There are over 200 Heritable Disorder of Connective Tissue (HCTDs). These conditions are heterogenous and can present with a multitude of pernicious signs and symptoms. HCTDs conditions are not commonly associated with emergency medicine and their relevance to emergency department presentations frequently goes unrecognised. There is a paucity of formal data on presentations relating to these conditions in emergency medicine, as only life -threatening complications are currently recognised. There is a lack of formal training in medicine on how to recognise the clinical signs and history that could represent a possible HCTD, especially in emergency department contexts.

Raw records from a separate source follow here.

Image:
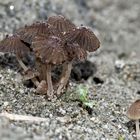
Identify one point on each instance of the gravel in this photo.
(113, 87)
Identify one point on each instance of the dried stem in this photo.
(16, 117)
(67, 66)
(49, 81)
(25, 68)
(137, 130)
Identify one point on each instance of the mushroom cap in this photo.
(61, 23)
(84, 37)
(133, 112)
(13, 44)
(50, 50)
(74, 51)
(28, 33)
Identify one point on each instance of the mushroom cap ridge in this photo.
(134, 110)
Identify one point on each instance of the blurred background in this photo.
(113, 83)
(116, 23)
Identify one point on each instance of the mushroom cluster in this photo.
(53, 42)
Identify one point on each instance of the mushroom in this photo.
(77, 42)
(74, 52)
(51, 52)
(13, 44)
(62, 24)
(133, 113)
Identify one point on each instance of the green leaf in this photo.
(82, 91)
(89, 104)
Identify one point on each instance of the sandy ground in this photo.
(117, 25)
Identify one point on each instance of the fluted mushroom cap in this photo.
(28, 33)
(133, 112)
(84, 37)
(13, 44)
(61, 23)
(50, 50)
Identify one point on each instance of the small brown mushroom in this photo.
(74, 52)
(84, 37)
(77, 42)
(51, 52)
(133, 113)
(61, 23)
(28, 33)
(13, 44)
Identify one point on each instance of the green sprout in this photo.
(82, 92)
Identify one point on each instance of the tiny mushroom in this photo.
(133, 113)
(51, 52)
(78, 42)
(13, 44)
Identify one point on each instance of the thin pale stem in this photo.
(25, 68)
(49, 81)
(64, 76)
(137, 130)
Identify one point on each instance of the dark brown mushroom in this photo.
(74, 52)
(61, 23)
(13, 44)
(28, 33)
(84, 37)
(133, 113)
(51, 52)
(77, 42)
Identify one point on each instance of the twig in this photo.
(16, 117)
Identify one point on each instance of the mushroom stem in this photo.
(67, 66)
(25, 68)
(22, 64)
(49, 81)
(137, 130)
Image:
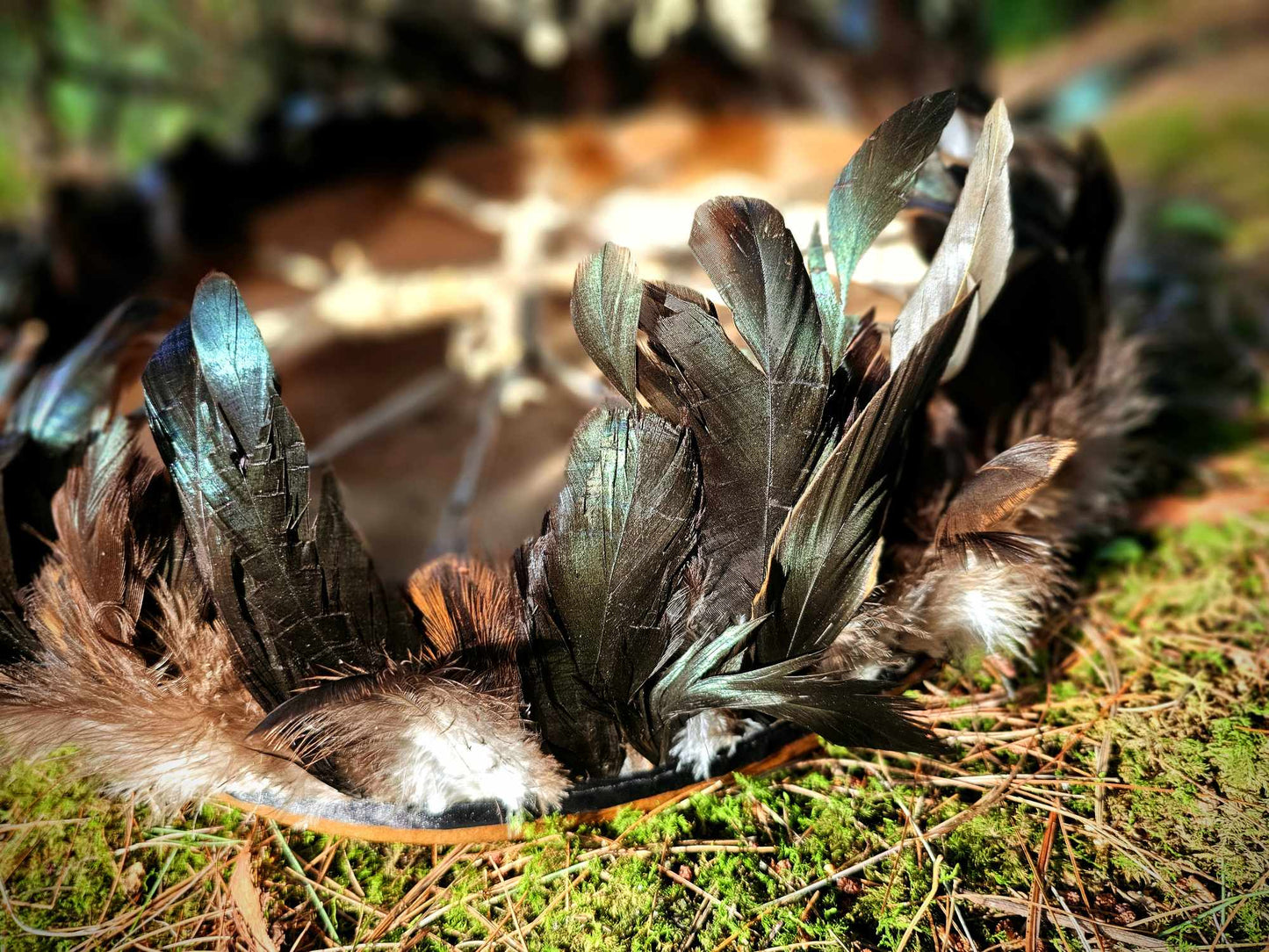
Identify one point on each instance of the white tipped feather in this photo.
(428, 741)
(971, 604)
(707, 737)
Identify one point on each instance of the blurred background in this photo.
(402, 188)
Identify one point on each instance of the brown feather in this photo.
(1001, 487)
(468, 616)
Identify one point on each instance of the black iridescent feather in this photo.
(294, 588)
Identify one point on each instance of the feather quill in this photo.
(869, 191)
(294, 604)
(607, 296)
(615, 549)
(975, 250)
(824, 563)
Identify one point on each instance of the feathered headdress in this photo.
(755, 538)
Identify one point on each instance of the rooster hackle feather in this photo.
(747, 535)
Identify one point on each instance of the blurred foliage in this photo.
(105, 85)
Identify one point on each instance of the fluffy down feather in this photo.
(148, 732)
(427, 740)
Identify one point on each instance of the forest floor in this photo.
(1115, 795)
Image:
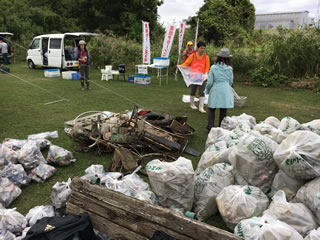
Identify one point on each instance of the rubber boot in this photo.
(201, 104)
(192, 103)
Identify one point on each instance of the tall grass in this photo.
(293, 53)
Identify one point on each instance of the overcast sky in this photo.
(181, 9)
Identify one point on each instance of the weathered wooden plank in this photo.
(155, 214)
(105, 226)
(120, 217)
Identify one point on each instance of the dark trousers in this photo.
(201, 89)
(84, 75)
(5, 58)
(211, 116)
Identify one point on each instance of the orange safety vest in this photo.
(198, 66)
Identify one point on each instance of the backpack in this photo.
(68, 227)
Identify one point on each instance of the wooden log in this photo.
(104, 225)
(138, 216)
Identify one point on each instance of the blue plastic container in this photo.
(76, 76)
(131, 79)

The authors present 7 case studies of patients with known and possible HCTDs who presented with a wide variety of complaints. These included chest pain, syncope, spontaneous arterial dissection, spontaneous pneumothorax, severe dysmenorrhea and dysphagia. The presenting complaints are discussed with relevance to HCTDs and a proposed clinical tool for identification of HCTDs in the Emergency Department. This tool requires validation for use in clinical settings. Further research is required to establish the frequency of problems relating to HCTDs in emergency medicine. Education on HCTDs is recommended. Testing of the clinimetric properties of the proposed screening tools for identification of HCTDs in the emergency department is required.